Al subir en un avión rumbo a China, Michel Temer con seguridad era consciente de que había dejado la democracia brasileña en la esquina de la historia y a los brasileños en la mayor incertidumbre de los últimos tiempos. Pero ¿qué importa esto en el pobre proyecto de Brasil de Temer y sus comparsas?
Al llegar a China, algunos actos bochornosos ocuparon las páginas de los medios exhaustos de tanta corrupción y de tanta negociación política. Inmediatamente después de su toma de posesión, en su página oficial ya no podría haber símbolos o demostraciones de repudio, los usuarios que entraban deberían antes que todo clicar el ícono like, lo que da la impresión de que la censura retorna gradualmente en el país, dejando al margen una de las conquistas democráticas más significativas para el pueblo brasileño: la libertad de expresión.

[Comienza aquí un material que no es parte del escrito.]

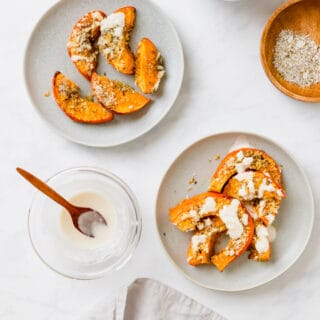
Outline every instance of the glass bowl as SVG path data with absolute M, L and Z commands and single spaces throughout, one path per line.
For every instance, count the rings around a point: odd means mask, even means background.
M 91 167 L 63 170 L 47 183 L 66 199 L 86 192 L 105 197 L 116 219 L 110 241 L 96 247 L 79 246 L 65 233 L 63 208 L 37 192 L 29 209 L 28 228 L 40 259 L 52 270 L 73 279 L 95 279 L 123 267 L 141 234 L 141 217 L 129 187 L 114 174 Z

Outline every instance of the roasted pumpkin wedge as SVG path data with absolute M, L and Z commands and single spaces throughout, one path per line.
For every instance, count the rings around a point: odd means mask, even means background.
M 254 233 L 252 218 L 240 201 L 219 193 L 206 192 L 184 200 L 170 210 L 169 216 L 182 231 L 196 230 L 198 223 L 208 216 L 221 219 L 230 239 L 226 248 L 211 257 L 220 271 L 247 249 Z
M 188 248 L 188 263 L 192 266 L 211 263 L 215 240 L 224 231 L 226 226 L 218 217 L 208 217 L 199 222 Z
M 52 86 L 57 105 L 72 120 L 102 123 L 113 119 L 113 113 L 106 110 L 101 104 L 81 97 L 80 88 L 61 72 L 54 74 Z
M 91 89 L 97 101 L 105 108 L 120 114 L 138 111 L 150 102 L 150 99 L 124 82 L 110 80 L 97 73 L 92 75 Z
M 270 225 L 278 214 L 285 191 L 260 171 L 245 171 L 233 176 L 223 193 L 236 198 L 246 206 L 252 218 Z
M 249 258 L 268 261 L 271 244 L 265 226 L 271 225 L 277 216 L 285 191 L 262 172 L 245 171 L 233 176 L 223 193 L 240 200 L 254 219 L 255 234 L 250 245 Z
M 124 74 L 134 73 L 134 55 L 129 46 L 131 31 L 135 24 L 136 9 L 123 7 L 103 19 L 99 48 L 117 71 Z
M 261 171 L 278 185 L 282 185 L 280 167 L 267 153 L 253 148 L 242 148 L 230 152 L 221 161 L 211 178 L 209 191 L 222 192 L 232 176 L 246 170 Z
M 218 201 L 216 201 L 217 198 L 219 198 Z M 224 198 L 225 196 L 214 192 L 205 192 L 193 198 L 184 199 L 170 209 L 170 221 L 183 232 L 196 230 L 198 224 L 203 223 L 203 218 L 212 216 L 217 206 L 219 208 L 223 205 Z
M 151 40 L 143 38 L 136 52 L 135 82 L 137 86 L 143 93 L 153 93 L 157 91 L 164 74 L 160 52 Z
M 89 81 L 98 64 L 97 40 L 104 17 L 102 11 L 88 12 L 74 25 L 68 42 L 68 53 L 72 62 Z
M 226 248 L 211 257 L 211 262 L 219 271 L 223 271 L 249 247 L 254 235 L 254 224 L 237 199 L 226 203 L 219 211 L 219 217 L 226 225 L 229 242 Z
M 214 243 L 218 233 L 197 231 L 191 238 L 187 253 L 187 261 L 191 266 L 210 264 Z

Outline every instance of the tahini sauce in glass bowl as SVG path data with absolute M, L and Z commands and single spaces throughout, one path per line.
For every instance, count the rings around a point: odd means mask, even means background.
M 107 226 L 95 237 L 77 231 L 68 213 L 37 192 L 29 211 L 29 235 L 40 259 L 54 271 L 76 279 L 94 279 L 121 268 L 133 255 L 141 218 L 129 187 L 112 173 L 79 167 L 59 172 L 47 183 L 75 205 L 101 213 Z

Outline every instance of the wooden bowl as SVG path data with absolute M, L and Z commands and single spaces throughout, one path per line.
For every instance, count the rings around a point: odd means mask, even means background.
M 267 76 L 279 90 L 297 100 L 319 102 L 320 83 L 303 88 L 286 81 L 274 67 L 274 47 L 283 29 L 309 34 L 320 44 L 319 26 L 320 0 L 289 0 L 272 14 L 262 34 L 261 61 Z

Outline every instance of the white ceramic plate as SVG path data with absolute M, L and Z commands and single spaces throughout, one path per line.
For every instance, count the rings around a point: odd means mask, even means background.
M 166 77 L 159 91 L 150 95 L 153 102 L 131 115 L 116 116 L 105 124 L 88 125 L 71 121 L 56 105 L 51 92 L 55 71 L 65 73 L 90 94 L 90 85 L 76 70 L 67 53 L 70 32 L 76 21 L 90 10 L 106 14 L 117 8 L 132 5 L 137 9 L 136 26 L 132 33 L 131 48 L 135 52 L 142 37 L 150 38 L 164 57 Z M 36 25 L 25 54 L 25 81 L 36 110 L 64 137 L 89 146 L 108 147 L 129 142 L 152 129 L 170 110 L 179 93 L 183 79 L 183 52 L 178 35 L 168 18 L 147 0 L 62 0 L 54 5 Z M 98 73 L 111 79 L 127 82 L 135 87 L 134 77 L 116 72 L 100 56 Z
M 277 237 L 272 242 L 272 259 L 259 263 L 243 254 L 220 273 L 213 265 L 192 267 L 186 261 L 190 234 L 179 231 L 169 221 L 169 208 L 186 197 L 206 191 L 211 175 L 239 135 L 269 153 L 283 165 L 287 198 L 274 222 Z M 214 160 L 215 155 L 221 159 Z M 210 159 L 210 160 L 209 160 Z M 188 181 L 197 184 L 190 189 Z M 161 183 L 156 222 L 163 246 L 174 264 L 192 281 L 215 290 L 240 291 L 262 285 L 285 272 L 301 255 L 309 240 L 314 218 L 312 191 L 301 167 L 279 145 L 264 137 L 244 133 L 222 133 L 207 137 L 186 149 L 171 165 Z

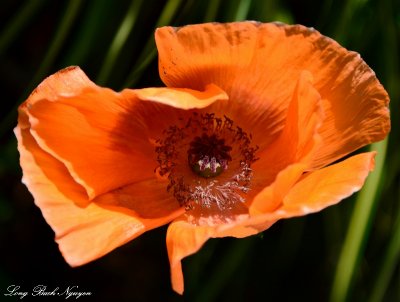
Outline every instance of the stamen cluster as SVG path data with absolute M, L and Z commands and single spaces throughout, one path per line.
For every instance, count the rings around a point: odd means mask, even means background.
M 225 145 L 214 133 L 211 136 L 203 133 L 190 143 L 188 162 L 192 170 L 203 177 L 215 177 L 228 169 L 228 161 L 232 158 L 229 152 L 232 147 Z
M 157 141 L 156 173 L 168 177 L 167 190 L 188 210 L 195 204 L 224 210 L 244 202 L 256 160 L 251 135 L 213 113 L 194 112 L 180 122 Z

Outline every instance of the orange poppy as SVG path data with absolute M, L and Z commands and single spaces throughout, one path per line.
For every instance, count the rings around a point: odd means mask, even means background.
M 172 286 L 209 238 L 245 237 L 359 190 L 390 130 L 389 98 L 355 53 L 280 23 L 156 31 L 167 87 L 119 93 L 79 67 L 19 108 L 23 182 L 78 266 L 171 222 Z

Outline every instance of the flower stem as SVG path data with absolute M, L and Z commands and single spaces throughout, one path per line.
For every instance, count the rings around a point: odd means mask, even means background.
M 378 151 L 375 171 L 368 177 L 362 191 L 358 194 L 349 230 L 342 251 L 332 286 L 330 301 L 346 301 L 352 288 L 354 272 L 359 265 L 368 240 L 375 208 L 379 200 L 380 180 L 384 170 L 387 139 L 371 146 Z

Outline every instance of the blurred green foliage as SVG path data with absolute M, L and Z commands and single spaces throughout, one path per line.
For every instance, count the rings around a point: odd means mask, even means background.
M 20 182 L 17 106 L 69 65 L 114 89 L 161 86 L 156 27 L 235 20 L 300 23 L 361 53 L 391 96 L 391 134 L 372 147 L 375 174 L 320 214 L 263 236 L 210 240 L 184 260 L 184 297 L 170 288 L 165 227 L 69 268 Z M 400 301 L 399 1 L 5 0 L 0 24 L 0 300 L 23 283 L 76 284 L 93 301 Z

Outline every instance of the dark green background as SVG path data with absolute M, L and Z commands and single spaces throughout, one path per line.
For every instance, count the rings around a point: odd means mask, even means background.
M 3 0 L 0 301 L 17 301 L 4 296 L 11 284 L 26 290 L 38 284 L 50 290 L 78 285 L 93 292 L 92 297 L 79 301 L 400 301 L 399 3 Z M 121 24 L 126 24 L 124 20 L 129 20 L 126 16 L 132 18 L 133 26 L 128 24 L 118 47 L 113 40 Z M 257 236 L 210 240 L 183 261 L 183 297 L 170 286 L 166 227 L 71 269 L 54 243 L 51 228 L 20 183 L 12 133 L 16 107 L 46 76 L 69 65 L 81 66 L 96 83 L 116 90 L 161 86 L 153 41 L 157 26 L 235 20 L 314 27 L 359 52 L 375 70 L 391 96 L 392 132 L 386 149 L 385 143 L 373 147 L 380 150 L 384 165 L 378 165 L 376 179 L 367 183 L 367 193 L 318 214 L 280 221 Z M 353 211 L 356 203 L 367 209 L 368 200 L 370 211 Z M 349 233 L 349 225 L 358 219 L 363 221 L 355 228 L 358 235 Z M 352 251 L 354 257 L 349 256 Z M 337 269 L 339 260 L 348 261 L 344 269 Z M 31 299 L 52 301 L 51 297 Z

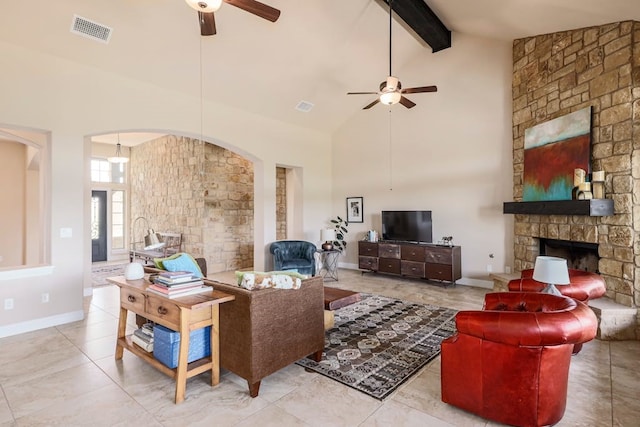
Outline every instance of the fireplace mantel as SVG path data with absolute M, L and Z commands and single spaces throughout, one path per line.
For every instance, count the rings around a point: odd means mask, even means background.
M 613 200 L 548 200 L 543 202 L 504 202 L 505 214 L 530 215 L 613 215 Z

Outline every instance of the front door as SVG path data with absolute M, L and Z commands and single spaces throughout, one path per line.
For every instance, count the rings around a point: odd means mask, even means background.
M 91 262 L 107 260 L 107 192 L 91 191 Z

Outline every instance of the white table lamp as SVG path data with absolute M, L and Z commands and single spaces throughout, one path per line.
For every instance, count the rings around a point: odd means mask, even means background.
M 555 285 L 568 285 L 570 283 L 567 260 L 553 256 L 537 257 L 533 268 L 533 280 L 547 285 L 542 292 L 562 296 Z
M 144 267 L 139 262 L 130 262 L 124 268 L 124 278 L 127 280 L 138 280 L 144 277 Z
M 323 228 L 320 230 L 320 240 L 324 241 L 322 249 L 330 251 L 333 249 L 333 241 L 336 240 L 336 230 L 333 228 Z

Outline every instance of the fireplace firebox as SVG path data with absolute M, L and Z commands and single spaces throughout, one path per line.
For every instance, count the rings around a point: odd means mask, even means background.
M 600 256 L 597 243 L 540 239 L 540 255 L 564 258 L 569 268 L 599 273 Z

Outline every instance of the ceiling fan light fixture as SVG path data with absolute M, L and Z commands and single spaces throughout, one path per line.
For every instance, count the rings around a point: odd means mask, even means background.
M 387 77 L 387 85 L 386 85 L 387 90 L 395 91 L 395 90 L 400 89 L 400 87 L 401 87 L 400 86 L 400 80 L 398 80 L 397 77 L 394 77 L 394 76 Z
M 400 98 L 402 98 L 402 94 L 397 91 L 383 92 L 380 94 L 380 102 L 385 105 L 397 104 L 400 102 Z
M 222 6 L 222 0 L 184 0 L 191 8 L 198 12 L 211 13 L 216 12 Z

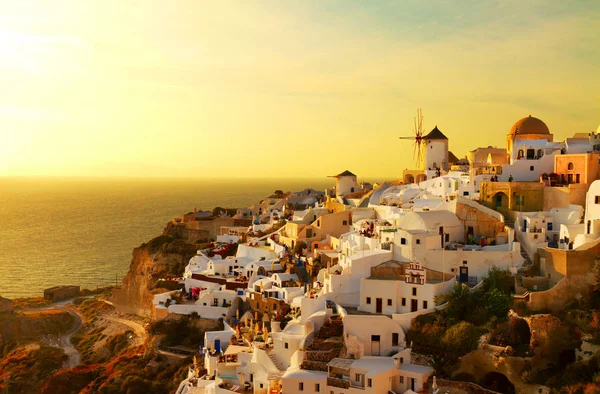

Pero ¿qué significa esto ante el muro de contención erigido por los partidos políticos tradicionales con el objetivo de una exitosa elección en 2018 o en 2020? Todavía está por verse.
Durante la reunión del G20, Temer fue saludado por un importante empresario asiático con un “Hola, señor Fuera Temer” que se tornó viral en las redes sociales, porque en realidad resumió el pensamiento y el deseo de millones de brasileños dentro y fuera de Brasil. La actitud del empresario chino fue justificada por la ausencia de apoyo de un traductor. No obstante, será inmortalizada así como los abucheos del Maracaná durante la inauguración de los Olímpicos y de los Paralímpicos.
En las calles, nadie está pidiendo el retorno de Dilma Rousseff, pero las voces se juntan en pro del “Fuera Temer” y “Elecciones generales”. En las manifestaciones en la fecha nacional de Brasil, el 7 de septiembre, hubo protestas y represión en varias ciudades del país.
Sin embargo, otro momento de lucidez de los organizadores del G20 fue cuando ubicaron al presidente Temer en uno de los lugares más insignificantes en la foto oficial. En años anteriores, los expresidentes Lula da Silva y Dilma Rousseff compartían la foto al lado de los grandes estadistas del mundo, mientras Temer fue puesto en un costado.
Como en la diplomacia nada ocurre por mera casualidad, pareciera ser que el Brasil de Temer, al contrario de lo que esperaban los que se autoproclamaron salvadores de la patria, perdió poder, liderazgo y confiabilidad.
En realidad, “Hola, señor Fuera Temer” es símbolo de esperanza de días mejores. En 1964, los militares llegaron al poder para estabilizar el país y duraron 21 años. No se sabe cuánto tiempo Temer y sus aliados permanecerán en el poder, pero se pueden estimar los daños que harán a Brasil, al pueblo brasileño y a América Latina y al Caribe.